Einen Bären aufgebunden?

 

Bären aufgebunden_HistoLog

Fasnet in Konstanz 1913, bearbeitet, Rechte: Wenzel Seibold.

Wenn ich versuche die Herkunft von alten Fotografien zu klären, stoße ich oft auf kleine und größere Fehler im Netz. Während viele Menschen noch immer Wikipedia misstrauen, zeigt sich mir oft ein anderes Bild: Fehler in Wikipedia verschwinden schnell oder lassen sich selbst berichtigen; Fehler auf Nachrichtenseiten sind dagegen zählebig. Denn auch einem gut ausgebildeten Journalisten unterlaufen Zahlendreher und falsche Angaben zu Personen, Orten oder Begebenheiten. Ist die Nachricht aber einmal verfasst, steht sie im Netz und wird nur selten korrigiert. Hier fehlt das bei Wikipedia so gut funktionierende Wiki-Prinzip.

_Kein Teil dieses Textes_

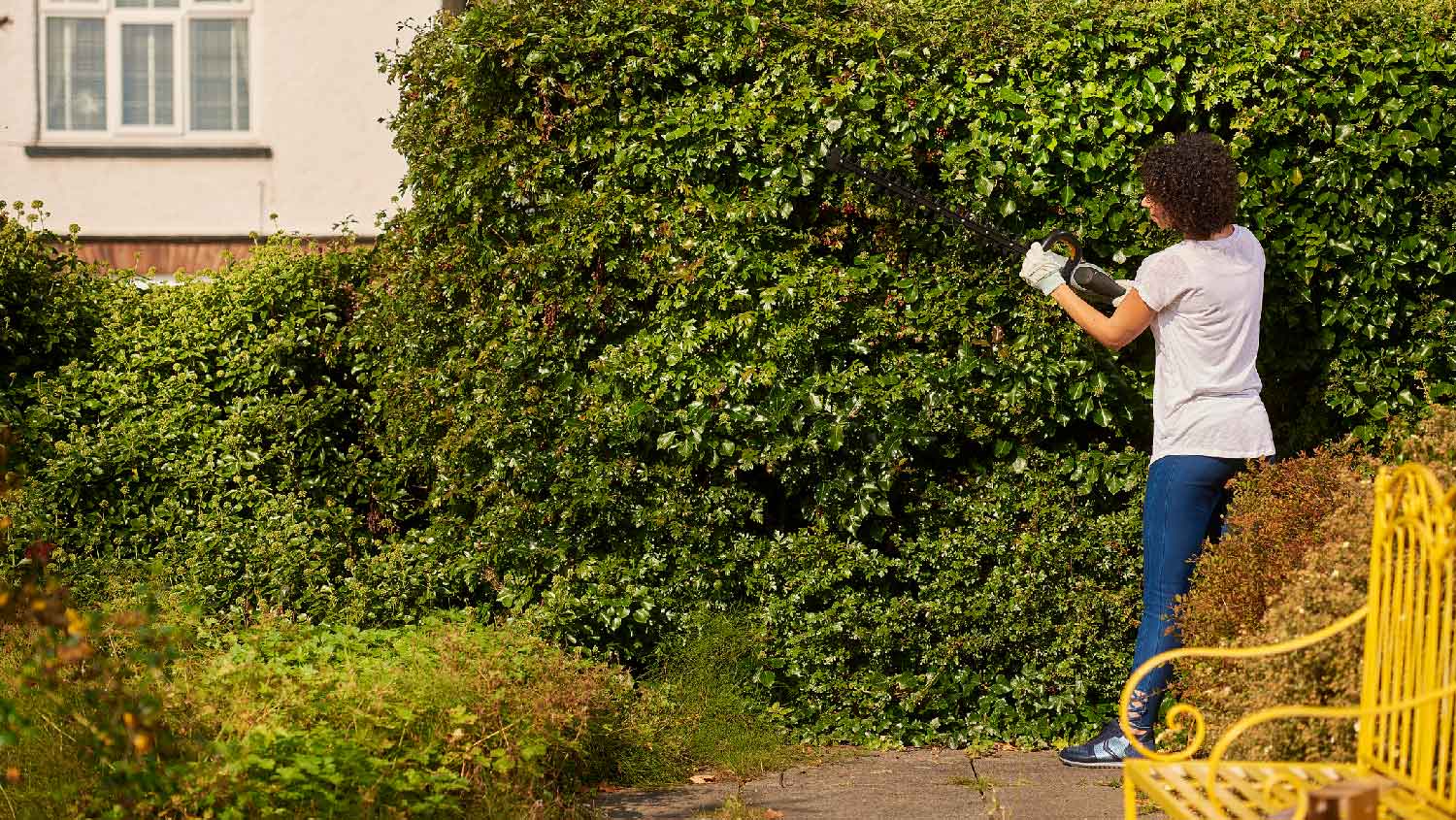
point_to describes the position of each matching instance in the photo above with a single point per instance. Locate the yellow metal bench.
(1406, 712)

Im Zuge eines letztens angestellten Vergleichs der Fotografien, welche den in Polen und den USA befindlichen zwei Versionen des Stroop-Berichts angehängt sind, stieß ich wieder einmal auf solche Unstimmigkeiten. (Nebenbei bemerkt wird auch in der Fachliteratur nur von wenigen Forschern darauf hingewiesen, dass sich die beiden Versionen des Stroop-Berichts unterscheiden.)

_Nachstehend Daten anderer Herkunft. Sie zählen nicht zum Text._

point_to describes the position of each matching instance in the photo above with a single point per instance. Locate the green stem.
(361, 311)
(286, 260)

Ein kleiner Zahlendreher passiert schnell und wird selten von anderen übernommen. Legenden entstehen eher, wenn Bilder falsch zugeordnet und beschriftet werden. So ist in diesem Beispiel die Bildunterschrift für das erste Bild falsch. Das Bild stammt nicht vom polnischen Fotografen Mieczysław Bil-Bilażewski, sondern ist Teil des Anhangs des Stroop-Berichts und wurde von SS-Einheiten aufgenommen. Ein Klick zum Museum des Warschauer Aufstands genügt, um zumindest die Falschangabe auszuschließen. Dann fällt auch auf, dass die Bildunterschriften der Bilder 2 und 3 vertauscht wurden.

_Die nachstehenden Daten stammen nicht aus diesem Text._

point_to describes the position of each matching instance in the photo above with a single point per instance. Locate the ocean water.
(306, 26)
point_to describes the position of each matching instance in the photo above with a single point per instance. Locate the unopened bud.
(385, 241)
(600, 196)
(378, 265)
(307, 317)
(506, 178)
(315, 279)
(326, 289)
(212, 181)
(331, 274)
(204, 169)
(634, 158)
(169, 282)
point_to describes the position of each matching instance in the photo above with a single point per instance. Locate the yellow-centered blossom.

Als weiteres Beispiel sind verschiedene Twitter-Accounts zu nennen, deren Tätigkeit darin besteht, angebliche historische Bilder zu teilen. Dass sich darunter oftmals Fälschungen finden, zeigt Matt Novak in seinem Blog PALEOFUTURE.

Gerade bei der Beschreibung historischer Bilder gilt es, kritisch zu sein. Wenn Herkunft oder Zusammenhänge unbekannt sind, sollte das lieber erwähnt statt verschwiegen werden. Eine falsche Bildunterschrift kann der Beginn einer zähen Legende sein.